O principal argumento para os ataques violentos contra estrangeiro negros, já com mortos registados na África do Sul, baseia-se na ideia de que o país está a rebentar pelas costuras, os estrangeiros estão a tirar empregos aos sul-africanos e que o aumento da criminalidade é resultado deste mesmo problema. É um facto que, devido à sua magnitude, a África do Sul é regionalmente a mais procurada, mas estes argumentos estão a ser usados para outros fins, tendo em conta que os dados mostram outra realidade.

Em 2022, um estudo do Institute for Security Studies (ISS), em Pretória, revelava que existem cerca de 3,9 milhões de migrantes (que compõem uma vital força de trabalho dos sectores de baixa renda), ou seja, 6,5% da população, número dentro dos padrões internacionais para uma potência regional com 65,4 milhões de pessoas.

Por outro lado, a ideia de que a criminalidade na África do Sul aumenta devido aos estrangeiros negros é também pura estratégia de desinformação ao estilo da direita radical, tendo em conta que, segundo dados oficiais, apenas 2,3% dos prisioneiros condenados por ano são estrangeiros sem autorização de residência.

Ademais, de acordo com dados da International Catholic Migration Commission (ICMC), cerca de 96% dos postos de trabalho continua a ser ocupado por trabalhadores sul-africanos.

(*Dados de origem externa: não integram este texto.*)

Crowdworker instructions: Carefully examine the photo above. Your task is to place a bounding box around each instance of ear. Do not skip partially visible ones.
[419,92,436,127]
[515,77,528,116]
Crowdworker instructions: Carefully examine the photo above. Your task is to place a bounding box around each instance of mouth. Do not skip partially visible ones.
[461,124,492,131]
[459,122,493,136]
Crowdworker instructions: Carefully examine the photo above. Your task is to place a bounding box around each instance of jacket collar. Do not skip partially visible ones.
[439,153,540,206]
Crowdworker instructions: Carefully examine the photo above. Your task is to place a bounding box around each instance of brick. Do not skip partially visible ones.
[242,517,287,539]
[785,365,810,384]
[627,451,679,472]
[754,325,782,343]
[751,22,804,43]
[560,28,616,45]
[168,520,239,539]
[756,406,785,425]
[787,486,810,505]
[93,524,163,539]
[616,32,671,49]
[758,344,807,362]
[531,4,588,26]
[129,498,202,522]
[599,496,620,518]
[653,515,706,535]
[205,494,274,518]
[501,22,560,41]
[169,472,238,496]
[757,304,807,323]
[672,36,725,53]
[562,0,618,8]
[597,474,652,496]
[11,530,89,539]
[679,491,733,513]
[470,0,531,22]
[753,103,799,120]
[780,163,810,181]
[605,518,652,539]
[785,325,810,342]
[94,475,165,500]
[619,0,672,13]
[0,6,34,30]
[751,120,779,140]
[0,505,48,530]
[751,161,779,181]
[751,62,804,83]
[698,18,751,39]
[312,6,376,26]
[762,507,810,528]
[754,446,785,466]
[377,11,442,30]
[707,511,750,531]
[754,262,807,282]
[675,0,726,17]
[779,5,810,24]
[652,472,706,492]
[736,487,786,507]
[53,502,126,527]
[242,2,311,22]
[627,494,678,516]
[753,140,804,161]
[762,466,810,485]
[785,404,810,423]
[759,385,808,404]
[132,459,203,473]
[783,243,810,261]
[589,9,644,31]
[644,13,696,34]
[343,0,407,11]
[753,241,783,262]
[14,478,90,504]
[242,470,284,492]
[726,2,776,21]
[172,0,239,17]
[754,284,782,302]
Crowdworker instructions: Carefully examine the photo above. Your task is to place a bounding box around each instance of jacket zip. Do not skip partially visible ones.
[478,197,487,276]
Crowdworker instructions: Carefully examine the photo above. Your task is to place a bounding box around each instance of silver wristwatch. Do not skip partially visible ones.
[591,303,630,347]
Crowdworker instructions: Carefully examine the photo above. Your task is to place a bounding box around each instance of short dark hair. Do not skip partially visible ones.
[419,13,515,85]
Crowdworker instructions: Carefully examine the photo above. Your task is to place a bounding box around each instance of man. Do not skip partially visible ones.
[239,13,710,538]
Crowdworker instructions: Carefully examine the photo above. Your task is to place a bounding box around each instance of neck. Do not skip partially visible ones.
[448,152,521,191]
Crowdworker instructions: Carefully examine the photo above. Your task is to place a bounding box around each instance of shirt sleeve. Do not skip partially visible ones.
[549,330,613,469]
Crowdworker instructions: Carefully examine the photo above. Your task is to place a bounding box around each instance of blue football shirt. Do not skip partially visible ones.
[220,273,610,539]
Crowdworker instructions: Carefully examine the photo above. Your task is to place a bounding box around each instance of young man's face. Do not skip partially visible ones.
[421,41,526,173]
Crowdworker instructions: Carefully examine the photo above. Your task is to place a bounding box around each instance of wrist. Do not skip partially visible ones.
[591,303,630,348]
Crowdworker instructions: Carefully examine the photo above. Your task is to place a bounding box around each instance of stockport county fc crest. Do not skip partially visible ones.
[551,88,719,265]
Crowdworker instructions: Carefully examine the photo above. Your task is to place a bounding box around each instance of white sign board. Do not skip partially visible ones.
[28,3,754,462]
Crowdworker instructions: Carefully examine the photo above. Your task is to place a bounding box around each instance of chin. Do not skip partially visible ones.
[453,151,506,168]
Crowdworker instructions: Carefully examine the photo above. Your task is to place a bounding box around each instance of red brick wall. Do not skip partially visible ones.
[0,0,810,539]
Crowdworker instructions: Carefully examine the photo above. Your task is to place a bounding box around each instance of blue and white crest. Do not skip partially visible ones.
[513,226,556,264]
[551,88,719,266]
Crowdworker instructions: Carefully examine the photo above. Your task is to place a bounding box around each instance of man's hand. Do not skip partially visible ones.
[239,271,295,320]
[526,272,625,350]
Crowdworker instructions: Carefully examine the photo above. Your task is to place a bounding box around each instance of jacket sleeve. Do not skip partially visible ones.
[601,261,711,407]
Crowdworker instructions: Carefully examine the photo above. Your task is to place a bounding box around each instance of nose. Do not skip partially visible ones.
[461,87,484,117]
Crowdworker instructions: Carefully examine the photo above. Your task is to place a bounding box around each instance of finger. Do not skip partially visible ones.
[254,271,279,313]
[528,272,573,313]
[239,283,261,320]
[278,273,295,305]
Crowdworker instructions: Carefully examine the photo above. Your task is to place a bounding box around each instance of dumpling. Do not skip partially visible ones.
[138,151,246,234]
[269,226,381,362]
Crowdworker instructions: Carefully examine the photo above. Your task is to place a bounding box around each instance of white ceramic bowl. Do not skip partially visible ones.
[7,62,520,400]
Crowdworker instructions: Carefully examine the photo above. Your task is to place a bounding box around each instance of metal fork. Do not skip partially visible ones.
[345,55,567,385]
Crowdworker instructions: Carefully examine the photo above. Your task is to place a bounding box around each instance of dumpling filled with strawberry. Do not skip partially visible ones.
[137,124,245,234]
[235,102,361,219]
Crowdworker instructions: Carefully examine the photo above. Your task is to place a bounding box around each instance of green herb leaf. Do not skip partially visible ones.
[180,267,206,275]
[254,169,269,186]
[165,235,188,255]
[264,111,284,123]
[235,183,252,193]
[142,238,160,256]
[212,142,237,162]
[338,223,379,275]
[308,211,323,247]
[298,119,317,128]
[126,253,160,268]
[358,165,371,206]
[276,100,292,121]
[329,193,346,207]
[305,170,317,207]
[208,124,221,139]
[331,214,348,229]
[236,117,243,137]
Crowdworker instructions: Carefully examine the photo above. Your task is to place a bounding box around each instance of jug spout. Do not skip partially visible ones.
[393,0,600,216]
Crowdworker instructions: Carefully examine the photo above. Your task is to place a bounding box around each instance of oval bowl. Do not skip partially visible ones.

A população imigrante tem maior incidência no sector informal e em trabalhos sazonais ou de baixas qualificações, que, embora profundamente importantes, desinteressam à maior parte dos sul-africanos.

A África do Sul é só um exemplo que nos devia fazer pensar sobre a nossa posição como africanos face à acensão de ideais radicais de extrema-direita no mundo actual, sobretudo perante as nossas limitações estruturais, com destaque para a educação, tendo em conta que uma das estratégias deste movimento é a guerra cultural.

A expansão de ideais de extrema-direita em África não seria apenas um retrocesso para as nossas já frágeis democracias, mais do que isso, estes movimentos seriam um barril de pólvora para os conflitos étnicos e tribais latentes, já que, fundamentalmente, baseia-se na “territorialização da subjectivação”.

É uma patologia colectiva de “subjectividade neurótica” em que uma comunidade decide superiorizar as “identidades omnipresentes”, fechando-se em egos dentro de fronteiras físicas e mentais, na ambição de lhes atribuir uma auto-suficiência inexistente.

As consequências da multiplicação destes movimentos seriam gravíssimas, sobretudo num contexto em que as fronteiras foram definidas arbitrariamente, fragmentando povos, culturas e etnias.